Chez cet homme domicilié à Ajaccio, les enquêteurs ont également retrouvé l'ordinateur de la victime,  qui pourrait être au cœur de cette affaire.

Un chantage à la sextape ?

A l'époque des faits, Frédéric Guittard et sa femme Touria étaient en instance de divorce. Une séparation conflictuelle qui avait donné lieu quelques semaines avant le crime à une audience de non-conciliation. "Il y avait de nombreuses difficultés entre-eux, précise le procureur, des difficultés d'ordre financier, avec un bien immobilier commun sur lequel ils n'étaient pas d'accord." Frédéric Guittard avait aussi beaucoup plus d'argent : il avait quitté la société Prunier quelques années plus tôt avec un joli chèque de 150 000 € et investissait beaucoup d'argent en bourse. "Il y avait aussi des difficultés sentimentales car M. Guittard avaient de nombreuses maîtresses..." Enfin, Frédéric Guittard aurait menacé de diffuser un fichier informatique compromettant à propos de la vie sexuelle de son épouse, avec laquelle il avait pratiqué pendant plusieurs années l'échangisme et le libertinage.

D'après ses déclarations devant le juge d'instruction, Touria Rafjaoui confie alors ses problèmes à son amie de longue date Magali Doulay, qui propose de venir lui rendre visite au Mans en compagnie de son nouvel ami, Jean-François Ornano. Ils auraient convenu d'aller "punir" la victime afin de récupérer le fameux fichier. "Mais on n'est pas obligé d'être convaincu que c'est la seule et unique raison", indique le procureur. Elle avoue également les avoir guidés jusqu'à l'appartement, et leur avoir prêté le badge d'accès que l'une de ses filles (le couple Guittard a deux filles âgées de 15 et 19 ans ) possédait pour aller chez son père.

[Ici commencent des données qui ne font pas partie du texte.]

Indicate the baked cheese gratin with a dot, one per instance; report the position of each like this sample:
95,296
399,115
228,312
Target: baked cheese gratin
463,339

Mais Mme Rafjaoui a affirmé au juge qu'elle n'avait jamais imaginé que ça irait jusque-là

Des versions contradictoires

A partir de là, les versions divergent. Jean-François Ornano a d'abord expliqué aux policiers que "Touria avait exprimé le souhait de voir son mari disparaître." Il a également avoué s'être énervé face à la victime, qui refusait de donner le fichier, et l'avoir abattu de deux balles. Avant de se rétracter lundi devant le juge d'instruction manceau : "Il dit aujourd'hui n'avoir commis aucune violence ni aucun crime." En garde à vue, sa compagne s'est elle-aussi accusée d'avoir abattu la victime de deux balles, tout en précisant qu'au début, l'objectif n'était que de l'intimider pour récupérer le fichier. Mais ensuite, devant le juge d'instruction, elle a tout simplement gardé le silence.

Bref, dans cette affaire le mobile et le scénario exacts restent à déterminer. Et des zones d'ombres restent à éclaircir : qui a vraiment tué ? Y-a-t-il eu plusieurs tireurs ? Où est passée l'arme du crime, qui n'a pas été retrouvée ?  Des confrontations et des auditions vont se poursuivre pour essayer de répondre à ces questions. Quand à savoir s'il pourrait y avoir d'autres interpellations à l'avenir : "Je ne vous répondrai pas", rétorque le procureur de la République.